Elektor Team

World’s first aircraft from 3D printer

December 10, 2013 | 14:37
World’s first aircraft from 3D printer
World’s first aircraft from 3D printer

Engineers at the University of Southampton, UK, have designed and flown the world’s first ‘printed’ aircraft, which could revolutionize the economics of aircraft design.

 

The SULSA (Southampton University Laser Sintered Aircraft) plane is an unmanned air vehicle (UAV) whose entire structure has been printed, including wings, integral control surfaces and access hatches. It was printed on an EOS EOSINT P730 nylon laser sintering machine, which fabricates plastic or metal objects, building up the item layer by layer.

 

No fasteners were used and all equipment was attached using ‘snap fit’ techniques so that the entire aircraft can be put together without tools in minutes. The project team worked in partnership with 3T RPD who undertook the manufacture and detailing of the design, as well as supplying laser sintering knowledge and expertise.

 

The electric-powered aircraft, with a 2-metres (6.5 ft.) wingspan, has a top speed of nearly 100 miles per hour, but when in cruise mode is almost silent. The aircraft is also equipped with a miniature autopilot developed by Dr Matt Bennett, one of the members of the team.

 

Laser sintering allows the designer to create shapes and structures that would normally involve costly traditional manufacturing techniques.
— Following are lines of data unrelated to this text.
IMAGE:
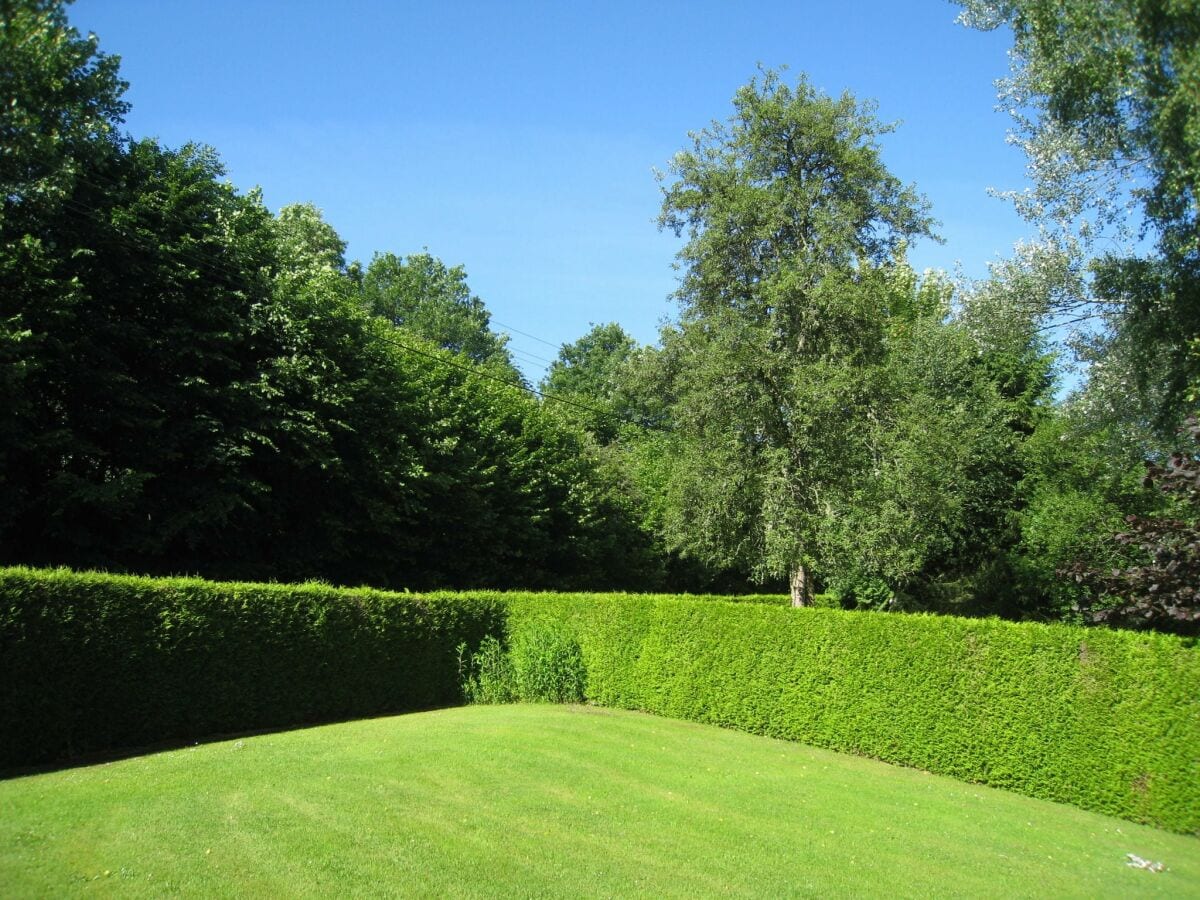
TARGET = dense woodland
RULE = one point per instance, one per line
(192, 384)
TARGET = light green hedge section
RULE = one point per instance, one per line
(1105, 720)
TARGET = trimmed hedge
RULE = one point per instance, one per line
(1105, 720)
(94, 663)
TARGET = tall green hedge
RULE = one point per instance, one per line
(1105, 720)
(93, 663)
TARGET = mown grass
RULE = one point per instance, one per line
(541, 801)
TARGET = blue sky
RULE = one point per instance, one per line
(520, 138)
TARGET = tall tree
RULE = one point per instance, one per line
(1107, 108)
(421, 294)
(592, 371)
(792, 220)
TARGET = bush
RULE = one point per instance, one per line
(94, 663)
(487, 676)
(543, 666)
(547, 665)
(1107, 720)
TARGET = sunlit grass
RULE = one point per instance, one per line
(535, 801)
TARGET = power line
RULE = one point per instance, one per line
(526, 334)
(484, 373)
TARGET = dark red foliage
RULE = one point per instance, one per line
(1162, 592)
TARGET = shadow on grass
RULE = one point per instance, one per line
(101, 757)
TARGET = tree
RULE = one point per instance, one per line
(1158, 586)
(592, 372)
(139, 400)
(60, 109)
(1105, 103)
(792, 222)
(420, 294)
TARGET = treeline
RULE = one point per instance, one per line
(193, 384)
(196, 385)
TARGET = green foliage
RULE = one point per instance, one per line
(547, 665)
(1104, 96)
(487, 673)
(1107, 720)
(592, 372)
(544, 665)
(95, 663)
(424, 297)
(1162, 588)
(832, 420)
This technology allows a highly-tailored aircraft to be developed from concept to first flight in days. Using conventional materials and manufacturing techniques, such as composites, this would normally take months. Furthermore, because no tooling is required for manufacture, radical changes to the shape and scale of the aircraft can be made with no extra cost.

 

This project has been led by Professors Andy Keane and Jim Scanlan from the University’s Computational Engineering and Design Research group. SULSA is part of the EPSRC-funded DECODE project, which is employing the use of leading edge manufacturing techniques, such as laser sintering, to demonstrate their use in the design of UAVs.